声音が、優しすぎて、わたしは頬をぬらした。
「……っ」
言葉が言葉にならない。
嗚咽へと変わって、意味を持たない。
手へかかる力が、弱くなっていく。
「トラコはわかってるはずだよ。ただ頭の中で、自分の中で、確認、整理をしたいだけなんだよ」
やさしく、ロウの大きな手が、わたしの頭を撫でた。
それは、いつかの、幼い頃の記憶を、呼び起こしているような、錯覚。
じじいにいつか、撫でてもらった、記憶を。
――震えが、とまった。
「……そう、ですね。そうです」
声が、しっかりと出る。
そうだ。
何を弱気になっていたんだ、わたしは。
わたしは蘆屋虎子だ。
じじいの、なまくら神主の娘だ。
悪名名高き、ホワイトタイガーだ。
だからわたしは、改めて。
じじいのように――ロウに宣言した。
「わたしはこの地の『守り手』です。八百万の神から授かった神体……。返してもらいに、いきます」
「うん! そうだよトラコ。そっちの方が、トラコらしい」
不敵に笑ったわたしをみて、ロウも笑った。
やっぱり、太陽のような、温かい笑顔だ。
そんな笑顔が、わたしは昔から、好きだった気がした。
本当に、気がしただけ――なのかもしれないが。
「ついでにあの悪魔をフルボッコにします。ドリアンを口につめて、東京湾にでも沈めて、そうですね……。
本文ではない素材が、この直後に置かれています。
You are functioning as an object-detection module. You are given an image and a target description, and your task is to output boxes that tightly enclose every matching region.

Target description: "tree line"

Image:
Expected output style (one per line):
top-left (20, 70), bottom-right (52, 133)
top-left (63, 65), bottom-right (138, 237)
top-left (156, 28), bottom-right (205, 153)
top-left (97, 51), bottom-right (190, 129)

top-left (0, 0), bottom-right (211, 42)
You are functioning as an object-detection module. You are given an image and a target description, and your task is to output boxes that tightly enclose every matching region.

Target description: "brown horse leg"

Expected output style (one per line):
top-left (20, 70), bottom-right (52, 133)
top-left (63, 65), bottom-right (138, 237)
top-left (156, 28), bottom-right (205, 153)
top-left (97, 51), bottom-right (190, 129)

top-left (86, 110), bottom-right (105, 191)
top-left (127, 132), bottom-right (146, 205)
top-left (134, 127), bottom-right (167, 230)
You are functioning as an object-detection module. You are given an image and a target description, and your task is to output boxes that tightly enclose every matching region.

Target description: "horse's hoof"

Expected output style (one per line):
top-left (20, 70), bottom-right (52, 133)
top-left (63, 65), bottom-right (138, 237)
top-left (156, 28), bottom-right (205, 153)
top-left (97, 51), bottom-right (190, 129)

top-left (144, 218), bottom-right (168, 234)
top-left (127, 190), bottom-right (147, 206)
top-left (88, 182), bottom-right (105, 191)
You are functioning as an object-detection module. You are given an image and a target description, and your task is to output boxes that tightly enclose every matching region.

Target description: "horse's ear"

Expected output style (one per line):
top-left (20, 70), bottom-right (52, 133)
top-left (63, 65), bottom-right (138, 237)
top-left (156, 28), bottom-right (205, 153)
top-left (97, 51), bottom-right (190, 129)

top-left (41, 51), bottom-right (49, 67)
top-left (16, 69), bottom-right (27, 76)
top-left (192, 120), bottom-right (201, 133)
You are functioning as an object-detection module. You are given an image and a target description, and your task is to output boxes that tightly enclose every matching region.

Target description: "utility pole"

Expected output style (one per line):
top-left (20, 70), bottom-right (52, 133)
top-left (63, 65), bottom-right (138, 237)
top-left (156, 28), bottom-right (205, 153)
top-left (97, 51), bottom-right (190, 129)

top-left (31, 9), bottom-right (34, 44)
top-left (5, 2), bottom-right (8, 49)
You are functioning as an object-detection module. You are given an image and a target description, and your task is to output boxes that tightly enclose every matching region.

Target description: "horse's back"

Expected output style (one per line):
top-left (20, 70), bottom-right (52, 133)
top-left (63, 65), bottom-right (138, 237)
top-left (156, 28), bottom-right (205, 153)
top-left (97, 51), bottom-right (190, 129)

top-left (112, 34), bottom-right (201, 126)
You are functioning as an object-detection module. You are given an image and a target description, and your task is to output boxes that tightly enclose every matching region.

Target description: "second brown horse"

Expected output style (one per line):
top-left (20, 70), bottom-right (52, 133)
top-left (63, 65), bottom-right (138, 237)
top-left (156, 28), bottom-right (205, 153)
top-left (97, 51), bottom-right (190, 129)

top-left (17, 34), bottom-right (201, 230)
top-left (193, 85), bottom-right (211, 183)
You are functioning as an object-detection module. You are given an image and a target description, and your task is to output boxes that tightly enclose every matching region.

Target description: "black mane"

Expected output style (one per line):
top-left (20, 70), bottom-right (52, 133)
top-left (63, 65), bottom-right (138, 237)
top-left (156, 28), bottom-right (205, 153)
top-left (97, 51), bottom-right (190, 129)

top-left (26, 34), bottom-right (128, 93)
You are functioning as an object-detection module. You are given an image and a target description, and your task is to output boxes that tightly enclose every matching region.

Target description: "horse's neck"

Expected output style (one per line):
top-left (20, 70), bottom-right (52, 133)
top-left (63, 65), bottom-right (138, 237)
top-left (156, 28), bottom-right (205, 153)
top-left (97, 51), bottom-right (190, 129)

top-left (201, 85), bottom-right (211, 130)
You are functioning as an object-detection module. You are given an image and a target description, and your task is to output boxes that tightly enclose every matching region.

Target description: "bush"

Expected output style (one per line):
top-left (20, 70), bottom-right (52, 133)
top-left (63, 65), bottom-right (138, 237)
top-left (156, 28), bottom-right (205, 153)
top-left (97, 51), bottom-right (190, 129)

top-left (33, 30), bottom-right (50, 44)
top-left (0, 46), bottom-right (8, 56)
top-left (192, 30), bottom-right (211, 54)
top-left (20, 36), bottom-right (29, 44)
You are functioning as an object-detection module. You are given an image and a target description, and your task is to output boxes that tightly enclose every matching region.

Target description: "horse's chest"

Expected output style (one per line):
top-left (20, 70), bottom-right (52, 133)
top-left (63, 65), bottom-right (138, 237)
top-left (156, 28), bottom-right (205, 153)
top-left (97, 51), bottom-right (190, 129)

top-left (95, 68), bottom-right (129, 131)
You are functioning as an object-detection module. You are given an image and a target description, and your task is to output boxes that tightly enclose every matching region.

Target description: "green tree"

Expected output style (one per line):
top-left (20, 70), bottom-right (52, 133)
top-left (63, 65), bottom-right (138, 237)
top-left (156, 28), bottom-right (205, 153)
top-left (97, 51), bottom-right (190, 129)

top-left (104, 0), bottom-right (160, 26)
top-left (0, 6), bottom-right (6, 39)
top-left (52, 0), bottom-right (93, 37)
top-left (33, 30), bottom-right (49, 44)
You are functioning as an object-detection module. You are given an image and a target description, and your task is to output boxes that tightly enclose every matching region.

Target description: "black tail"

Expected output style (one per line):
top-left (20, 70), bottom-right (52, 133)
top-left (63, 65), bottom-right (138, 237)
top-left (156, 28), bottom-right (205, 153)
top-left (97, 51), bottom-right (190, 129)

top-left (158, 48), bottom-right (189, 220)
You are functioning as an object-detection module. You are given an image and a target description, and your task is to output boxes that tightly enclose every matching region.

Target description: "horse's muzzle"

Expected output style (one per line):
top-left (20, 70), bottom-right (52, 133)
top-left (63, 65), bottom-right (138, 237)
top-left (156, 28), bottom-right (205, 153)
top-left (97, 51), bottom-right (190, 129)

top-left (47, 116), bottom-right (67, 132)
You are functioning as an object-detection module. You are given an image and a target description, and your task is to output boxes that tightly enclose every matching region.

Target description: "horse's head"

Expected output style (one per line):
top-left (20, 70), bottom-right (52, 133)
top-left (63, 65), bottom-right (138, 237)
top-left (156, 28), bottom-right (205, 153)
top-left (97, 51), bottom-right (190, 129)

爪でも一枚ずつはがして……」
「すとっぷ! すとぉぉぉおおっぷ!」
わたしのイメージをかき消すように、ロウが叫ぶ。
「だめだめだめ! それ、絵面的にダメええええ!」
「何故ですか。平気ですよ。……多分」
「多分ってついてるじゃん!」
ぎゅっと、傍らに置いてあった、刀を握った。
握り心地が、いつもと違う気がした。